As I took my seat to watch the rest of the class, I was overcome with emotion. It was a happy moment but it took me back to a difficult time.  When I was sick, I used to sit on the side of the kids’ beds, watching them sleep and praying to God that He would allow me to be their mother for a while longer. They were only 5 and 6 years old. They shouldn’t have to grow up without a mother.  They needed me to be there for them. They needed me to wrap my arms around them and tell them I loved them. They needed me to kiss away their boo boos. They needed me to make everything better, like only a Mom can do. I remember staring at them, stroking their hair and regretting every moment that I missed, every moment that I rushed through, every milestone I couldn’t wait for them to reach. I was bargaining with God.  I would do anything, give anything…if He would just spare me for now, give me a little more time. I wanted nothing more than to have the honor of raising my little boy and my little girl. I wasn’t scared of dying but I was terrified of leaving my children.

As I sat along the wall after the ceremony, watching my son finish his class, wearing his new yellow belt and his deceptively ‘quiet’ smile and hearing echoes of Kalea’s excited squeals from the night before, my heart was bursting with love for my children and gratitude for all of life’s blessings. I promised myself and God that if I was going to be okay, I would not take one moment for granted. See, these are the moments I was afraid I would miss. I had the privilege of watching my baby girl shoot hoops all season and then earn a medal at the “Shoot Out” at the end of the year.  I had the privilege of watching my little man work on forms and kicks and then earn a yellow belt after all his hard work. I had the privilege to plan a fun surprise for my children after school on St. Patrick’s Day.  I had the privilege of making memories. I had the privilege of being their Mom.  I had the privilege of being present, right here, right now.  I used to be one of those people, one of those Moms, who rushed through life, who didn’t always take the time to celebrate all the little moments that make up that life. When I was sick and my life was uncertain, those little moments were all I wanted. I wasn’t going to take any of those moments for granted anymore, not when they could have so easily been taken away.

Celebrating special days (and ordinary days) with my children and family was now a priority.  Back then, I sat at my children’s  bedside, tears running down my face as I pictured my children at school functions and sporting events, looking out into the crowd… and seeing an empty seat.

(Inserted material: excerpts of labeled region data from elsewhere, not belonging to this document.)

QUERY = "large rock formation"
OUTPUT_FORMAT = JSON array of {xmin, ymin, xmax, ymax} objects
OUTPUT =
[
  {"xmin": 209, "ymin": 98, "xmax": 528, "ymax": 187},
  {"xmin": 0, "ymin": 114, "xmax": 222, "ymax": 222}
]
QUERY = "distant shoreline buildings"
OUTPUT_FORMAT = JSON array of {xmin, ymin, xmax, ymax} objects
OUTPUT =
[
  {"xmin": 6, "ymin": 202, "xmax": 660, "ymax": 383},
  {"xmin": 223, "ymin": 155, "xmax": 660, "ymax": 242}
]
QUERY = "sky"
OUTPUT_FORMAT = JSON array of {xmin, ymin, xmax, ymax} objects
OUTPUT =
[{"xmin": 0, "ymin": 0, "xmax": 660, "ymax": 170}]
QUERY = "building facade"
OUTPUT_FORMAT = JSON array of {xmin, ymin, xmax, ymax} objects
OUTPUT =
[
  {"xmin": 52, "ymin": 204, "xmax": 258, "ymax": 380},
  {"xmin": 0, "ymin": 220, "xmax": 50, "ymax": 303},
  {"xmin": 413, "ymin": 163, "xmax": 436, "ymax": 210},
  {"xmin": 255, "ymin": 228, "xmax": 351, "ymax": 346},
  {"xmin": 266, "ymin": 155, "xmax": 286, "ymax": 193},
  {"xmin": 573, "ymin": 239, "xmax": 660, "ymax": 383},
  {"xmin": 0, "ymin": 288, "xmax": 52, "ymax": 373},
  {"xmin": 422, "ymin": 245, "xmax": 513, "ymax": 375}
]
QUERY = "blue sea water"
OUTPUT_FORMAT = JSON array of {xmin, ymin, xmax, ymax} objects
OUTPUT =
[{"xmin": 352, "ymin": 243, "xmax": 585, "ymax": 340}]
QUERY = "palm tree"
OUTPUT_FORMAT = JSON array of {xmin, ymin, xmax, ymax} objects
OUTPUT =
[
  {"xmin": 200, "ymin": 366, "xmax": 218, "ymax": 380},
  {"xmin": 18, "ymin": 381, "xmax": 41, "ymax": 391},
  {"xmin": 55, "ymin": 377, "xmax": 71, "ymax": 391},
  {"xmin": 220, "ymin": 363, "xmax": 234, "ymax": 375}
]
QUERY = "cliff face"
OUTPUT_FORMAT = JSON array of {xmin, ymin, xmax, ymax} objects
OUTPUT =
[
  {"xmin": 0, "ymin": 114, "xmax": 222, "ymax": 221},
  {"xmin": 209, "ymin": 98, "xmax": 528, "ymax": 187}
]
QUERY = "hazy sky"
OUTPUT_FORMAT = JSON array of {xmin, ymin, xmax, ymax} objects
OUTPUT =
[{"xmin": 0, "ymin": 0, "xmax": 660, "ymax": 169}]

These days, I sat in the crowd, tears running down my face, watching my children do amazing things, thanking God for allowing me to be present.  Watching Kalea walk up to receive her medal, watching Kade accept his yellow belt and certificate, watching them both run through the house to find the next clue for our scavenger hunt…I was there for all of those moments. We made a lot of memories, just in the last few days.  Imagine the memories we can make in a lifetime.

It brings me back to my school days. Back then, I sat at my desk and nervously answered the teacher, afraid to announce my presence, preferring to stay quiet and remain unnoticed. Today, I excitedly raise my hand up to God, say a prayer of gratitude and shout to the heavens, “Here!”.